İsrail Türkiye’ye Karşı Kürt Kartını Aktive Ediyor
Türkiye’nin İsrail ile diplomatik ilişkilerini kestiği veya düşürdüğü; 2010-2016 ve 2018-2022 arası dönemler ile 7 Ekim 2023’ten sonraki süreçte İsrail’in Gazze, Batı Şeria ve Mescid-i Aksa’ya yönelik yapmış olduğu saldırıları eleştirmesi ve Cumhurbaşkanı Erdoğan’ın da Netanyahu hakkında sert sözler sarf etmesine karşılık, Netanyahu ve patavatsız oğlu Yair’in yanı sıra dışişleri bakanı makamında oturan kişilerce, Cumhurbaşkanı Erdoğan diktatör olmakla suçlanırken, Türkiye de Ermeniler ve Kürtlere soykırım uygulamakla itham edilmiştir.
Bu mesnetsiz iddiaların arkasındaki motivasyonun, İsrail’in Irak ve Suriye’deki Kürtlerin yanı sıra Türkiye’deki Kürtlerle de dayanışma içinde olduğu mesajı vermek istemesi olduğu değerlendirilmektedir.
Zira İsrail’in çiçeği burnunda Dışişleri Bakanı Gideon Sa’ar’ın göreve gelir gelmez yaptığı ilk konuşmada, Kürtlerin hamiliğine soyunarak Türkiye ve İran’ı suçlaması tesadüf olamaz. Keza Süleymaniye’de ve Haseke’de İsrail bayraklarının açıldığı, Avrupa ülkelerinde Yahudilerle PKK’lıların bir araya gelip Türkiye ve İran’ı protesto ederken, PKK/PYD paçavralarının İsrail bayraklarıyla yan yana durduğu bir süreçte, Sa’ar’ın, “Kürtler, İran ve Türkiye'nin zulmünün kurbanıdır. İsrail'in onlarla iletişim kurması ve ilişkilerini güçlendirmesi gerekiyor. Bizler bölgede azınlığız, bu nedenle doğal olarak diğer azınlıklar müttefikimizdir. Kürtlere ulaşmalı ve bağlarımızı güçlendirmeliyiz. Bunun hem siyasi hem de güvenlik yönleri var” diye konuşmasının bir sebebi olmalıdır.

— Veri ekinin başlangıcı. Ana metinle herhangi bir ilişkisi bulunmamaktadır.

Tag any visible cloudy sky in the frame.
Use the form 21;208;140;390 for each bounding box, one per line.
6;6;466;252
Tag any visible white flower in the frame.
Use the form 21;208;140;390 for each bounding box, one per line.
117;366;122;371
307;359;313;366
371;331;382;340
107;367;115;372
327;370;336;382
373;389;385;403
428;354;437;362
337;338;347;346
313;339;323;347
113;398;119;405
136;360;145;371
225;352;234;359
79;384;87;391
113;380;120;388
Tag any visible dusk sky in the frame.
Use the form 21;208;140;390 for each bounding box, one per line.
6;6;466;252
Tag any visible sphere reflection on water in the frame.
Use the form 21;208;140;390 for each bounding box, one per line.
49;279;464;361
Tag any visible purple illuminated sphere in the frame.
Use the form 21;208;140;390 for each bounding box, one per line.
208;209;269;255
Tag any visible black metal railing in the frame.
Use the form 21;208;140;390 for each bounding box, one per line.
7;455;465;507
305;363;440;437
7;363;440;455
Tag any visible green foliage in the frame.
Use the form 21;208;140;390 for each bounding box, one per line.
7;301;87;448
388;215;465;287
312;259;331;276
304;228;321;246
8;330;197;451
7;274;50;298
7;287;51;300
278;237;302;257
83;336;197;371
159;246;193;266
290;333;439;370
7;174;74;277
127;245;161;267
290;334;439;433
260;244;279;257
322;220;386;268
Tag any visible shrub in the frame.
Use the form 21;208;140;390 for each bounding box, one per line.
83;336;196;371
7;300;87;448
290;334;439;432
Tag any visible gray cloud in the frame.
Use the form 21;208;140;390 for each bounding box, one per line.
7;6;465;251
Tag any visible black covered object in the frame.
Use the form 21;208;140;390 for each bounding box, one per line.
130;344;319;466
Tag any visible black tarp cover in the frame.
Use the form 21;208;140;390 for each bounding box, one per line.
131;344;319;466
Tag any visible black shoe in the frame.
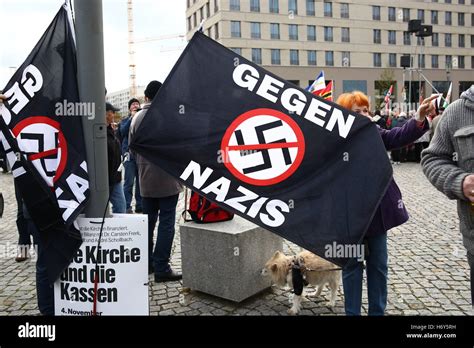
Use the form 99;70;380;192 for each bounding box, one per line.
148;265;154;275
135;208;143;214
154;270;182;283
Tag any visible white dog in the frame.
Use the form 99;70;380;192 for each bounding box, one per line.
262;250;341;315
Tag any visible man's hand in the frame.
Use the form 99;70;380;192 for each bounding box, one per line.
417;94;439;121
462;174;474;202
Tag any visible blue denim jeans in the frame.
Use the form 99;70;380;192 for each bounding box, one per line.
123;159;142;211
142;195;179;274
342;233;388;316
24;205;54;315
109;182;126;214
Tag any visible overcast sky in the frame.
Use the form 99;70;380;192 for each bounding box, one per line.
0;0;186;93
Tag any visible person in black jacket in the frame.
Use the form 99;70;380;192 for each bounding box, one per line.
106;102;126;213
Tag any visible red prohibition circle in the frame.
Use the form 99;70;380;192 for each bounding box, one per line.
221;108;305;186
12;116;68;185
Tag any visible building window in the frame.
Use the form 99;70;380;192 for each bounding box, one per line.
432;33;439;46
200;6;204;21
445;0;451;3
445;11;452;25
308;50;317;65
431;10;438;24
343;80;367;94
324;1;332;17
459;34;465;47
289;0;298;15
471;35;474;47
372;6;381;20
215;23;219;39
306;0;315;15
373;29;381;44
459;0;465;4
341;27;350;42
230;48;242;55
289;24;298;40
250;0;260;12
252;48;262;64
472;13;474;26
374;53;382;67
459;56;465;69
472;56;474;69
403;31;411;45
251;22;261;39
342;51;350;67
269;0;279;13
445;33;452;47
271;49;281;65
270;23;280;39
446;55;452;69
231;21;241;38
403;8;410;22
388;7;396;21
214;0;219;12
418;9;425;23
341;3;349;18
206;2;210;17
325;51;334;66
388;30;396;44
389;53;397;67
193;13;197;27
307;25;316;41
187;0;190;8
458;12;465;26
418;54;425;68
187;17;191;31
290;50;299;65
324;26;333;42
230;0;240;11
432;55;439;68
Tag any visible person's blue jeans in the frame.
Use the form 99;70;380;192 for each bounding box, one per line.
109;182;126;214
142;194;179;274
24;205;54;315
123;159;142;212
342;233;388;316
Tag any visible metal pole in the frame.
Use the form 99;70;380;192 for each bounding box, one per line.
74;0;108;217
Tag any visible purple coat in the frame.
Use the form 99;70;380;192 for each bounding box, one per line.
366;118;429;237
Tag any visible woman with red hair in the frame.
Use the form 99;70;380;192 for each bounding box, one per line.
336;90;437;315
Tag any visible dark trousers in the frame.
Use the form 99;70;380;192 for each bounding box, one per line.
14;180;31;246
468;251;474;308
142;194;179;274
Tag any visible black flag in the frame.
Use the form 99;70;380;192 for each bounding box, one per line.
130;32;392;266
0;5;89;282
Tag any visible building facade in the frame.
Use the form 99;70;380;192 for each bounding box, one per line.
186;0;474;109
106;86;146;117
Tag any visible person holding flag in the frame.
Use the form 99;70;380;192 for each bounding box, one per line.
336;91;434;316
306;70;326;94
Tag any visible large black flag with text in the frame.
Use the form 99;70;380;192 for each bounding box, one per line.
130;32;392;266
0;5;89;282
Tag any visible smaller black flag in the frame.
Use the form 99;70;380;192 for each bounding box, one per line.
0;5;89;283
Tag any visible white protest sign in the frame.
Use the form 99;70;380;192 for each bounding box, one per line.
54;214;148;315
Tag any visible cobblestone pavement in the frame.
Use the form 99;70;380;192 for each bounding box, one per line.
0;162;472;316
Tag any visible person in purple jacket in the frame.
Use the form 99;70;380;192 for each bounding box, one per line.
336;91;437;315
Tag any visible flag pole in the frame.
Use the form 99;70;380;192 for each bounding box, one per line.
73;0;109;217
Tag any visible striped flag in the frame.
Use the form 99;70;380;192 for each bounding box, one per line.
306;71;326;94
443;82;452;108
314;80;333;101
383;84;393;113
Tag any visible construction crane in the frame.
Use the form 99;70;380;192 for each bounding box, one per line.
127;0;137;97
127;1;185;96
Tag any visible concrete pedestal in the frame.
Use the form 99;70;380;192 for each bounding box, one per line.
180;215;283;302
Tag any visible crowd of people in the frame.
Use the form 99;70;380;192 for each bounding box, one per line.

Kürt Kartının Sürülmesinin Sebepleri
Bu sebebin ise bin yıllık Türk-Kürt kardeşliğini bozmak, Türkiye’nin asli unsurları olan Kürtleri kışkırtarak Türkiye’yi de tıpkı Irak ve Suriye’de olduğu gibi bölüp, parçalamak olduğu aşikardır. Zira Türkiye, İsrail’in yayılmacı planlarının önündeki yegane engeldir ve özellikle son dönemde Gazze’de işlediği soykırım suçlarını ifşa ederek, uluslararası hukukla yüzleşmesine ön ayak olmuştur.

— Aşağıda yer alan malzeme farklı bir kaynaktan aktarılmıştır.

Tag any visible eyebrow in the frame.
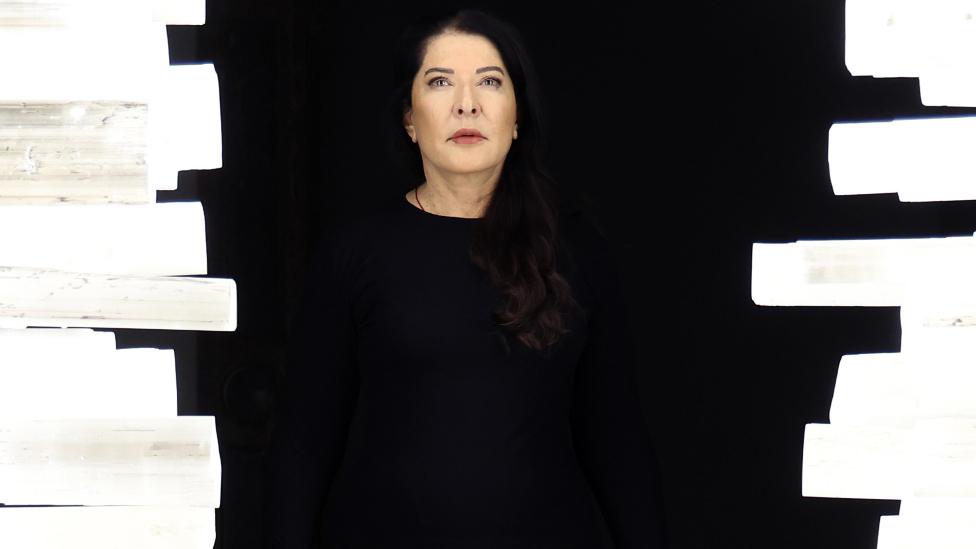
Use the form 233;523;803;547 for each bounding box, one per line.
424;66;506;76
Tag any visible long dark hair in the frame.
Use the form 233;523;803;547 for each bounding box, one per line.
385;9;583;354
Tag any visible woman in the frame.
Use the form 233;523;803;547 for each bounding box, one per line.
265;9;666;549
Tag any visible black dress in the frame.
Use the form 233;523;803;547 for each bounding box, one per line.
265;193;665;549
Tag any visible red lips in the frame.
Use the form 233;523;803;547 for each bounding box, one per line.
452;128;484;139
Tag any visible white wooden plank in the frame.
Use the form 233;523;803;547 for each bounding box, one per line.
900;302;976;359
919;72;976;108
899;304;976;419
0;327;116;354
0;25;169;102
828;117;976;201
829;354;915;424
148;64;223;191
877;499;976;549
845;0;914;77
913;368;976;420
151;0;206;25
805;419;976;500
802;422;909;500
895;118;976;201
0;417;220;506
0;101;149;204
911;418;976;497
876;515;902;549
0;0;205;26
830;351;976;422
899;496;976;517
846;0;976;78
0;348;175;418
0;67;221;193
0;202;206;275
0;506;215;549
751;237;976;306
0;268;236;331
0;0;149;26
827;119;906;197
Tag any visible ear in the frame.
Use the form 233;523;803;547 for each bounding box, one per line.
403;111;416;142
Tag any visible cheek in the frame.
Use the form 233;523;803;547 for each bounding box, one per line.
418;108;445;135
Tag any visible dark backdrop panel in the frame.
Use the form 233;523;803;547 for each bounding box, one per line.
163;0;976;547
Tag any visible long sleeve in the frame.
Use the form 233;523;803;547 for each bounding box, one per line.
264;221;361;549
570;233;668;549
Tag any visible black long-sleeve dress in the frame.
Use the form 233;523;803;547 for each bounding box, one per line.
264;193;665;549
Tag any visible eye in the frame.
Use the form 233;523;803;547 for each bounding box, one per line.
426;76;503;88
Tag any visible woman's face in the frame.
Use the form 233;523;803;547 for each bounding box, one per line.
404;32;518;178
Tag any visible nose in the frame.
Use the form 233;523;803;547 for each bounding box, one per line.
453;86;480;117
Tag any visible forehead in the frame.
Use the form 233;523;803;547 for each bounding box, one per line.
421;33;504;69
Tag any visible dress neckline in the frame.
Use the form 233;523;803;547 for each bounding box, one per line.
401;195;482;222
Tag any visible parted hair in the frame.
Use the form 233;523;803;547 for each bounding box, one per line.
385;8;583;354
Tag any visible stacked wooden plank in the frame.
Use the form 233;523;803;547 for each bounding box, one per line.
752;4;976;547
846;0;976;107
834;1;976;201
755;239;976;547
0;2;230;547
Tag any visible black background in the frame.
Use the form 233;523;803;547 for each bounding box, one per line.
146;1;976;547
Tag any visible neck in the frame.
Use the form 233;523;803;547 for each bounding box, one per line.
417;174;497;218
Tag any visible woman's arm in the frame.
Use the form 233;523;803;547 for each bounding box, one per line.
570;230;668;549
264;222;361;549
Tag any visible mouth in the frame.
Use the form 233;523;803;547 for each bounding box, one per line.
451;135;486;144
451;128;485;140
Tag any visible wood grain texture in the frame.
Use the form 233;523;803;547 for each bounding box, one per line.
0;416;220;506
0;101;148;204
0;268;236;331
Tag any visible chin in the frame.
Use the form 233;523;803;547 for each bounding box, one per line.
449;162;497;173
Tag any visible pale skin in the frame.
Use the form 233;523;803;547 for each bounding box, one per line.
403;31;519;219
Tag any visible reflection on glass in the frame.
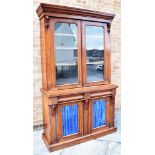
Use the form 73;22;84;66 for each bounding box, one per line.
54;22;78;85
86;26;104;82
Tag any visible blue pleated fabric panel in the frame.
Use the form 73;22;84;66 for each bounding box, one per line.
62;104;78;136
93;99;106;128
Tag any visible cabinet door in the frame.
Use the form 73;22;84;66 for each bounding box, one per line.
52;18;82;89
57;101;83;141
82;21;109;86
89;97;112;133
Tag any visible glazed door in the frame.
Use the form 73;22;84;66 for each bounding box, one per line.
51;18;82;89
82;21;109;86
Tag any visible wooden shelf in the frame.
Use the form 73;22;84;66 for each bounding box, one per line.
55;47;77;50
86;35;103;38
86;61;104;65
54;33;77;37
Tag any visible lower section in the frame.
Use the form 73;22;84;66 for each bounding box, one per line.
42;127;117;152
41;85;117;152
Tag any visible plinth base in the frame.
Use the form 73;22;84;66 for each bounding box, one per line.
42;127;117;152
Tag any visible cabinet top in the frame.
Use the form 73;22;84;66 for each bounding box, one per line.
41;84;118;97
36;3;115;22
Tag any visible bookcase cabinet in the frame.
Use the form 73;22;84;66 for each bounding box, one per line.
36;3;118;152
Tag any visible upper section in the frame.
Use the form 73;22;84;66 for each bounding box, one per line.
36;3;116;91
36;3;115;23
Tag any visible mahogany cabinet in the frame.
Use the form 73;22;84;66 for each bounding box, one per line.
36;3;118;152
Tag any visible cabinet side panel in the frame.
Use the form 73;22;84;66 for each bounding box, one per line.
110;95;115;126
49;99;57;144
45;20;53;89
42;94;51;144
40;18;48;89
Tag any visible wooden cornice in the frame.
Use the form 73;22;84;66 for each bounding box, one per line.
36;3;115;22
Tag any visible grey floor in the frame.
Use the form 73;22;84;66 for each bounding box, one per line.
33;111;121;155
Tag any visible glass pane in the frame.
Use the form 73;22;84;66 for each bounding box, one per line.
93;99;106;128
54;22;78;85
62;104;78;136
86;26;104;82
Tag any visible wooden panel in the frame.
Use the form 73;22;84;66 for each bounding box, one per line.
108;89;116;127
105;24;111;83
83;100;89;135
58;94;83;103
42;94;51;144
110;95;115;127
49;17;56;88
44;17;53;89
40;18;48;89
90;91;112;98
49;99;57;144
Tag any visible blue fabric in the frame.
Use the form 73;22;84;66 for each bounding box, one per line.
93;99;106;128
62;104;78;136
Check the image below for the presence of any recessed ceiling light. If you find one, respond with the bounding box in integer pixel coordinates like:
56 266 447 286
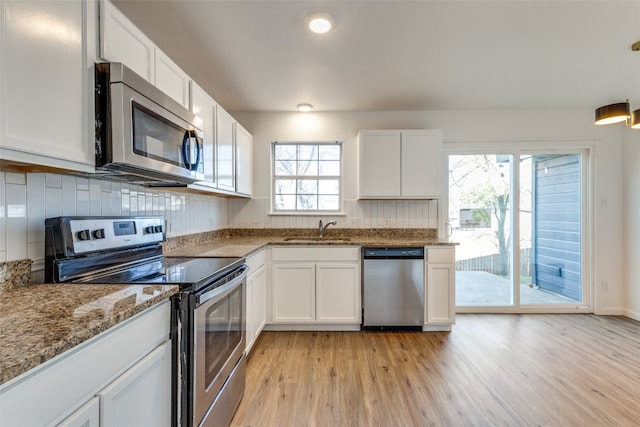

Yoksa ne İsrail’in ne de onun arkasında saf tutmuş sözde müttefik bazı ülkelerin Türkiye’ye doğrudan saldırması veya zarar vermesi mümkün değildir. Kaldı ki bu topraklar içerisinde yaşayan Kürtlerin en büyük düşmanı, Kürtleri temsil ettiğini iddia ederek yine Kürtleri katleden Batı’nın taşeronu olan terör örgütü PKK’dır.
Sonuç Olarak
İsrail bölgeye yönelik dini ve siyasi hedeflerini gerçekleştirebilmek için uzun soluklu bir plan kurgulamış olup, bu plan kapsamında bölgedeki Irak, Suriye, İran ve Türkiye’de konuşlu Kürtleri manipüle ederek bu ülkeleri istikrarsızlaştırmak ve mümkünse de kendisi için tehdit oluşturmayacak şekilde parçalamak niyetindedir. Şimdiye kadar Irak ve Suriye planları başarıyla uygulanmış olup, İran ve Türkiye’yi parçalamayı öngören planın ikinci aşaması 7 Ekim 2023’te başlatılmıştır.

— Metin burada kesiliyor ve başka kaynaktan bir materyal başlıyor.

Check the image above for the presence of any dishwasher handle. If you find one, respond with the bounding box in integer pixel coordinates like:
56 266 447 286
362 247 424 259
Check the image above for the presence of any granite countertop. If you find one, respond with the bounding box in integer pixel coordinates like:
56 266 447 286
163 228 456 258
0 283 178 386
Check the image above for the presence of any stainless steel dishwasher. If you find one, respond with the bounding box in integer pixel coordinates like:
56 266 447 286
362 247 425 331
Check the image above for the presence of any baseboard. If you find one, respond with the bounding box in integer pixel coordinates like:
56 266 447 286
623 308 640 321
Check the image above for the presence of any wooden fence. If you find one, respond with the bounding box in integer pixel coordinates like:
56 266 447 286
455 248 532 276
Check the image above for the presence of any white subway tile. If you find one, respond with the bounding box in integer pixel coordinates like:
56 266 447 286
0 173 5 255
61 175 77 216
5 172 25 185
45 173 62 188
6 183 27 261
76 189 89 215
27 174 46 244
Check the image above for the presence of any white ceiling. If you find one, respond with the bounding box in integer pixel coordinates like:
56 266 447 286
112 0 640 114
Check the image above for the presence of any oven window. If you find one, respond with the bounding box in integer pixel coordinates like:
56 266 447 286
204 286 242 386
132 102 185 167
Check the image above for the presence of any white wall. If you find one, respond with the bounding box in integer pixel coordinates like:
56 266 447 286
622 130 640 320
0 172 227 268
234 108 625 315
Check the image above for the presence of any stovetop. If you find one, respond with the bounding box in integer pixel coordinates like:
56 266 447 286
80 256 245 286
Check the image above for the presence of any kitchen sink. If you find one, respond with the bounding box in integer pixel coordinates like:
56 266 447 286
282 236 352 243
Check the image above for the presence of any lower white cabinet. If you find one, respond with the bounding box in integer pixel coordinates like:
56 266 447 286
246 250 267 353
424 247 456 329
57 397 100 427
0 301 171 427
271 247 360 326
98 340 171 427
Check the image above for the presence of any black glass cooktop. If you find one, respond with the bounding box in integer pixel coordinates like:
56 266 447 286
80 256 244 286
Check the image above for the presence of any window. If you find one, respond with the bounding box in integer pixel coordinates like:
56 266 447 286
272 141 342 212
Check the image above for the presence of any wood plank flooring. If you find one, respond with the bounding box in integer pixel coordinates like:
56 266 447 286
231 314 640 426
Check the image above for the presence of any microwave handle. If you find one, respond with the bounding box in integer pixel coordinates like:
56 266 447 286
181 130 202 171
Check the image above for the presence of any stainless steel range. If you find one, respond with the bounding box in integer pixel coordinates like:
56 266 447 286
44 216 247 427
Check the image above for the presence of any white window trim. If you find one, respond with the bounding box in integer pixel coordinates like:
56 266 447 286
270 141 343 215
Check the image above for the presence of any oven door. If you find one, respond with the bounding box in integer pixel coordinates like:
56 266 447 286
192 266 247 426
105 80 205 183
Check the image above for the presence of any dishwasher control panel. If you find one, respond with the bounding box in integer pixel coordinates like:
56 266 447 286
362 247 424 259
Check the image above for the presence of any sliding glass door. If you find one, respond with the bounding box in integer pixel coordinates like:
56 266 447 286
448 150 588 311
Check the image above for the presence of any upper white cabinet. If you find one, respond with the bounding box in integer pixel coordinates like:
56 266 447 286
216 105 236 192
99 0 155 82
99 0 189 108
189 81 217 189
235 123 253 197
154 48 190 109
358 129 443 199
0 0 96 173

İsrail’in geçmişte Türkiye ile yakın ilişkiler geliştirdiği dönemlerde dahi samimi olmadığı, bilakis Türkiye’yi içerden yıkmaya yönelik muhtelif hazırlıklar içerisinde olduğu bugün daha iyi anlaşılmaktadır. Türkiye’nin Filistin politikasıyla doğru orantılı olarak zaman içerisinde İsrail’e mesafe koyması, İsrail’in bu hazırlıklarını harekete geçirmesi için bahane oluşturmuştur.
Bunun için de Türkiye’nin asli unsurları olan Kürt vatandaşlarının, yeri geldiğinde gerçekleşmeyecek vaatlerle aidiyetlerini yıkmaya, yeri geldiğinde de ABD ve Batı üzerinden kışkırtarak Türkiye’ye karşı ayaklanmalarını mümkün kılmaya çalışmaktadır. Bu sayede Irak ve Suriye’nin kuzeyindeki Kürt aşiretler ile terör örgütü uzantılarını, Türkiye’deki Kürtlerle bir araya getirip sözde Kürdistan’ı kurma peşindedir.
Bize düşen ise aramızdaki dini, etnik ve mezhebi farklılıkları bir yana bırakarak, bin yıldır vatan bellediğimiz bu topraklara sahip çıkmaktır. Aksi takdirde İsrail, Türkiye’nin aşil topuğu olarak gördüğü Kürt kartını kanırtmaktan vazgeçmeyecektir.